Gautam Adani is facing perhaps his biggest challenge yet as a small U.S. investment firm accuses his Indian conglomerate of fraud and stock manipulation.

Gautam Adani, chairman and founder of the Adani Group, in Boston last year.Credit...M. Scott Brauer for The New York Times

Louis Vuitton. Tesla. Amazon. The businesses behind the richest people in the world need no introduction. But last year, a name that does not command the same global recognition joined this rarefied list.

The new entrant was the Adani Group, an Indian conglomerate that controls ports, coal mines, food businesses, airports and more. The group’s astronomical rise had given Gautam Adani, its politically connected founder, a fortune of nearly $120 billion, according to Bloomberg, putting him in the company of Bernard Arnault, Elon Musk and Jeff Bezos.

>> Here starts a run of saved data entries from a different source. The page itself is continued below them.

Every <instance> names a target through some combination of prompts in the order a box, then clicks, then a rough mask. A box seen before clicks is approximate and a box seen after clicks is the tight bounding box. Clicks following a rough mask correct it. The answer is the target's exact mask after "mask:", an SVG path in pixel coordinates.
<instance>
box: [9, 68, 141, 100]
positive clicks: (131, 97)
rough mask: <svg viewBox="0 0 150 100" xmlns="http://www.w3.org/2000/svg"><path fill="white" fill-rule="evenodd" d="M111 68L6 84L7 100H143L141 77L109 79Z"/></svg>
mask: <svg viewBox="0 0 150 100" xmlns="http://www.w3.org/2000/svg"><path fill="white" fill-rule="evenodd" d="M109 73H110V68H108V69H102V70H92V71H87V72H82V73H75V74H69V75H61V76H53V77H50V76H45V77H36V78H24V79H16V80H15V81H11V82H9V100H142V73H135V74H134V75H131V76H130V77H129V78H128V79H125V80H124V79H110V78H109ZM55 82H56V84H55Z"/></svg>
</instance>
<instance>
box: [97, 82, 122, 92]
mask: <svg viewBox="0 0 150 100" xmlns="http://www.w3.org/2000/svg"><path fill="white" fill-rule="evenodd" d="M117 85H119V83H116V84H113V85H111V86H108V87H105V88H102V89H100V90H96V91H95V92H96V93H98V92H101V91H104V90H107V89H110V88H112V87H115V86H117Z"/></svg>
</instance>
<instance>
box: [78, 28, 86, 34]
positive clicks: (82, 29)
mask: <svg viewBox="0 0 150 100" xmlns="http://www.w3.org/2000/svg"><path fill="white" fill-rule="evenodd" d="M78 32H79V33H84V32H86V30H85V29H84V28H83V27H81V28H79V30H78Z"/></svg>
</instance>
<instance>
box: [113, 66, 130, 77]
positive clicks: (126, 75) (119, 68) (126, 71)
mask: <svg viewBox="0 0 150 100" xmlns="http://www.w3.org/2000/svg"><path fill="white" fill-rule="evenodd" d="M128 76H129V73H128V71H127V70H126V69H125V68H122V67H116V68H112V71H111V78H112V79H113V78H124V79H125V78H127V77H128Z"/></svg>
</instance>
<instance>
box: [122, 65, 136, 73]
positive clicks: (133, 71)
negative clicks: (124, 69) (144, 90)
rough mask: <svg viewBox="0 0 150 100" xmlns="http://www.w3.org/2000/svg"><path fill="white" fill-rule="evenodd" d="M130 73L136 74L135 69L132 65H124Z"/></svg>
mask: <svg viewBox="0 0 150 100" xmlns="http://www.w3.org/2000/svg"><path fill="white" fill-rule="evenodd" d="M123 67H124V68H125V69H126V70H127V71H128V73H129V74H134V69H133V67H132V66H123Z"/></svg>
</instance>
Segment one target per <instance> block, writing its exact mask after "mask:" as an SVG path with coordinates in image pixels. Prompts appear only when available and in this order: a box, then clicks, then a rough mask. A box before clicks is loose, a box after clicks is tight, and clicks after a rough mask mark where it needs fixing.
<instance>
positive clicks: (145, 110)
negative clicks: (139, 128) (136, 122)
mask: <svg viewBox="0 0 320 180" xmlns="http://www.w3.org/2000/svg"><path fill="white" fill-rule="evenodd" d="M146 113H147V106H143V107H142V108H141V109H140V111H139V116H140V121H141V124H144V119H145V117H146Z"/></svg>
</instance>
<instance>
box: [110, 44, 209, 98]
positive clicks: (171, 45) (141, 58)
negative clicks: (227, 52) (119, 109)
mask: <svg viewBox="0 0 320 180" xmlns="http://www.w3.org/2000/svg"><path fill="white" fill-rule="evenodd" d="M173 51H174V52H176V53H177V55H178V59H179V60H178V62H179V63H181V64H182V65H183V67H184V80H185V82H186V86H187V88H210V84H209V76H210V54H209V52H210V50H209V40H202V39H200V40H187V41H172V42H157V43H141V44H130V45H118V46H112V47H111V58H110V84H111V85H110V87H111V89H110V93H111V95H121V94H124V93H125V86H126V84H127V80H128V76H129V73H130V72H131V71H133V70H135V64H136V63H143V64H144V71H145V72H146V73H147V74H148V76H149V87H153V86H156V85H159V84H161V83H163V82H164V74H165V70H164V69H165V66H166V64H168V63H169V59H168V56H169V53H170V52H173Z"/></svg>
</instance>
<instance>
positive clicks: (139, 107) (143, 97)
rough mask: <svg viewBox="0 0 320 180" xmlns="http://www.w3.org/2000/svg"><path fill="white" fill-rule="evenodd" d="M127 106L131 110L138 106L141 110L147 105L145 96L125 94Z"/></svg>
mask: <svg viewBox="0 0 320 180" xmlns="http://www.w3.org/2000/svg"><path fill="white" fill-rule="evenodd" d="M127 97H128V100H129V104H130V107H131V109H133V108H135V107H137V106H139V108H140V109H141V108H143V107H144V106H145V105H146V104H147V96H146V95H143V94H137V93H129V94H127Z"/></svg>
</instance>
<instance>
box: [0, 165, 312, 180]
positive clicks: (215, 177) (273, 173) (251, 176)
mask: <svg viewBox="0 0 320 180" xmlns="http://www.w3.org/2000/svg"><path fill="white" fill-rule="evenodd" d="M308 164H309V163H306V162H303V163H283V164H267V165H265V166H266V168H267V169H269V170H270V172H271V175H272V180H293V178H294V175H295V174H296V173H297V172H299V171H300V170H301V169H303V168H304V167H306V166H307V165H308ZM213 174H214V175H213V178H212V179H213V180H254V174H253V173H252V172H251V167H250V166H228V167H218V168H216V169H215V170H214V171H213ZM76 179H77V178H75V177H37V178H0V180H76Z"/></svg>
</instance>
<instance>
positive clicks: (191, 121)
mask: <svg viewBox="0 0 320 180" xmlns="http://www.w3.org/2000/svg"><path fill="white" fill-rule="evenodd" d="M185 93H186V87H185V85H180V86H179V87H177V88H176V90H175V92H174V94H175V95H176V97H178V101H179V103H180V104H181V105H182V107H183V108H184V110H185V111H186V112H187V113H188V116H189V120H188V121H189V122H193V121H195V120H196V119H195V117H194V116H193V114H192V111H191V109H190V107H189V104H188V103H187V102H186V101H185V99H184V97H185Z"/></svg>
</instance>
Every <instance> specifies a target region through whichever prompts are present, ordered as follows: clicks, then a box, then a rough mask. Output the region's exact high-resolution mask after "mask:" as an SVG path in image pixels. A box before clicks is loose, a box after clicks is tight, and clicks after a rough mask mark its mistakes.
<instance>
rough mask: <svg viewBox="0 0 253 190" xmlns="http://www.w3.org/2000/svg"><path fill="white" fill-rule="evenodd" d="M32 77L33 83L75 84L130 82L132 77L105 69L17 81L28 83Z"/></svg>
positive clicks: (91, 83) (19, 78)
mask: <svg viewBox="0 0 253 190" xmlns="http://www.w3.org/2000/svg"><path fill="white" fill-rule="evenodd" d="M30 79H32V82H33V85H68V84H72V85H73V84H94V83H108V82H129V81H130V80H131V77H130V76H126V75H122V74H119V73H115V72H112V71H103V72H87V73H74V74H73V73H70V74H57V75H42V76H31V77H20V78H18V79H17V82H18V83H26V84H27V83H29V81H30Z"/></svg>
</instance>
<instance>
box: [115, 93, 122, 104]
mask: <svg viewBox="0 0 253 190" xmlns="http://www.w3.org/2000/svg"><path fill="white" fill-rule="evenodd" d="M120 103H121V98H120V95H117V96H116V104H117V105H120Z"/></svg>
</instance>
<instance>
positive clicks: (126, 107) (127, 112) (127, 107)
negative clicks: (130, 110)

Mr. Adani’s time in that echelon did not last long. Even though he remains enormously wealthy, on paper Mr. Adani has lost half of his wealth, or about $60 billion, in just over a week. And he is facing perhaps the biggest challenge of his career.

Last week, Hindenburg Research, a small investment firm in New York, accused Mr. Adani’s company of “brazen accounting fraud, stock manipulation and money laundering.” The Adani Group has rejected the claims from Hindenburg, which stands to profit if the conglomerate’s shares fall.

On Tuesday Adani Enterprises, Mr. Adani’s flagship company, raised $2.5 billion by selling new shares to investors, a move in the works before Hindenburg’s report. The sale provided a brief respite from the bad news, and then shares of his companies resumed their descent the next day. The stock of Adani Enterprises sank far below the price range set for investors in the new share offer.

In a surprise move on Wednesday, Adani Enterprises reversed course and said it was scrapping the offering, citing “market volatility.” It said in a statement that it wanted to “protect the interest of its investing community” and would return the money.